The main component of the Spyder3Print is the colorimeter that is used for taking measurements of color patches that have been printed. There is also a guide that you lay down on the paper under inspection, a stand into which the device sits and also a CD containing software. The colorimeter is shaped rather like a large mouse, and the pointed end contains the sensor – just a few mms across – that is used for taking color measurements. Unfortunately, there is zero documentation, and the user is expected touse the help system to learn how to use the device. This does not contain enough much information – not by a long way.

The software itself does not give the user much information either – we also found with the Spyder for calibrating monitors that the data derived by the system is not really accessible to the user. You can see what the developers are trying to do – make the system easy to use and not confuse things with too much information; but this is a device for enthusiastic amateurs and professionals – just the kind of people who are likely to want at least the ability to dig deeper under the hood.

The process of calibrating a printer contains many details, but it is simple to describe overall. You print out a test page that contains a large number of defined color patches, and then each of these is read by the Spyder colorimeter. When all have been read, the software compares the expected colors with those that have been detected, and then proceeds to create a profile for use when printing. On the Windows XP system we used, the profile was placed in the windows\system32\spool\drivers\color\ directory. (For some bizarre reason, different version of Windows use other directories.) From there it is readily found by programs such as Photoshop. And now for the details.

One important issue with calibrating a printer is that if you can, turn off any color management that the printer driver itself might otherwise be trying to do. It is not always easy to check this, and it is not always possible to turn it off. For trying out the Spyder, we used an HP Photosmart C8188 All-in-One. Its printer driver gives two options under color management – Adobe RGB or ColorSmart/sRGB. We used Adobe RGB as this has the largest gamut. In a recent document, HP has described that a new, third, option is being added to its printer drivers: “Managed by application”. This turns off printer driver-based color management, and the printer will not make any color conversions to the image data. This of course assumes that you will be using software that will be able to handle the color management, using the profile that you create with the Spyder or other colorimeter. If you are going to buy a color printer, make sure that the color management can be turned off.
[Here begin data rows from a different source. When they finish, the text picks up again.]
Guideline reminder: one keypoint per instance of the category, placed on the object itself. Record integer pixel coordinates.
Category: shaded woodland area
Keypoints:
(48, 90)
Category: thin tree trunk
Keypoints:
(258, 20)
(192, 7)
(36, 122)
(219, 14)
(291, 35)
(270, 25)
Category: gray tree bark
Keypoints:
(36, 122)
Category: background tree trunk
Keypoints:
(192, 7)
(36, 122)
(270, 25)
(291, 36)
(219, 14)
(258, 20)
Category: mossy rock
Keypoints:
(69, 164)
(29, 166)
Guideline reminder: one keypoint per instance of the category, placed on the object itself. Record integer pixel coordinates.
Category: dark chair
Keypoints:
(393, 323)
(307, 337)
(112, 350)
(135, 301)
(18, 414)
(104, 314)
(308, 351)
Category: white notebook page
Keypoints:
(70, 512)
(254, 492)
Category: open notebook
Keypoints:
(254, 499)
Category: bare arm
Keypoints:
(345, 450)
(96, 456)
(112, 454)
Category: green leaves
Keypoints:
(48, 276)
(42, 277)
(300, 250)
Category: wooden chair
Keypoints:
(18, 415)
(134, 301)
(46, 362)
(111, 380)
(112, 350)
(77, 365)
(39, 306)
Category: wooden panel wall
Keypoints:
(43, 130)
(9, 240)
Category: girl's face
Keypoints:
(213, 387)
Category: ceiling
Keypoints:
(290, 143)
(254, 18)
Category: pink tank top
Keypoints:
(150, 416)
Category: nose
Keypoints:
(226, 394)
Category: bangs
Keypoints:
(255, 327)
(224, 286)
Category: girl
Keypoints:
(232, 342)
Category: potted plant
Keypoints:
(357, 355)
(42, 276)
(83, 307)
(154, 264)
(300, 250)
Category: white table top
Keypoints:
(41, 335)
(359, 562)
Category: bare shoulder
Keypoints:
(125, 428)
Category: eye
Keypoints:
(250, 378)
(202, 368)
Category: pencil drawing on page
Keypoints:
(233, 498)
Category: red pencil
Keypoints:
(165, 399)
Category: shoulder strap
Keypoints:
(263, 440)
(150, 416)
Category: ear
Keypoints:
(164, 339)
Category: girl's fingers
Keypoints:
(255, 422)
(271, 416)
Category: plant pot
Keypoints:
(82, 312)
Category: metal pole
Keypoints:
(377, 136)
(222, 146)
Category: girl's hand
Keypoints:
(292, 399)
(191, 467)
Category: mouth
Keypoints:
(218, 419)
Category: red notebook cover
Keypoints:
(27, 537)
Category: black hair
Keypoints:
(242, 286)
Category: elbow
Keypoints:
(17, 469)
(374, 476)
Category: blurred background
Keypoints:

Needless to say, not just the driver color management, but also any other printer driver settings need to be the same when you perform the calibration and create the profile as when you later use the printer. If you intend to use different paper and ink combinations, and want accurate color with these, each combination will need to be profiled separately.

The next step is to run the Spyder software and calibrate the colorimeter. The small stand in which the Spyder can sit when not being used contains a small white patch under the Spyder sensor. When you start the software, you check that it can see the colorimeter, seated in its stand, and then select a menu option for calibration. Of course, it makes more sense to calibrate using the paper that will be used in printing. I have been told this will be particularly beneficial when there are high levels of optical brighteners in the paper, but it seems better to do this all the time.

After noting details regarding the printer and media to be used, you are lead through the process of checking the printer’s quality and media settings; you then come to print out the print sample that will be used for calibration. There are five from which you can choose:
  1. Fast target – 150 patches
  2. High quality target – 225 patches
  3. Expert target – 729 patches (on three sheets, small paper)
  4. Expert target – 729 patches (on three sheets, large paper)
  5. Extended Greys – for black and white printing
For our testing, we used the fast target with 150 color patches. Time did not allow us to compare the results from using the 150 patch calibration against the 225 or 729 patch methods. There are other factors coming later that perhaps might make a great difference.

When you perform the actual calibration, you place the printed test sheet on a table, and on top of this the guide – this helps you position the Spyder sensor over each patch. You start in the top left corner, and progress along each row. A cursor in the shape of a red triangle on screen shows which patch is being measured, and once the measurement has been take – either by pressing the button on the Spyder or by hitting Enter – the software makes a sound to indicate the measurement, and then another as it automatically moves the cursor along to the next patch.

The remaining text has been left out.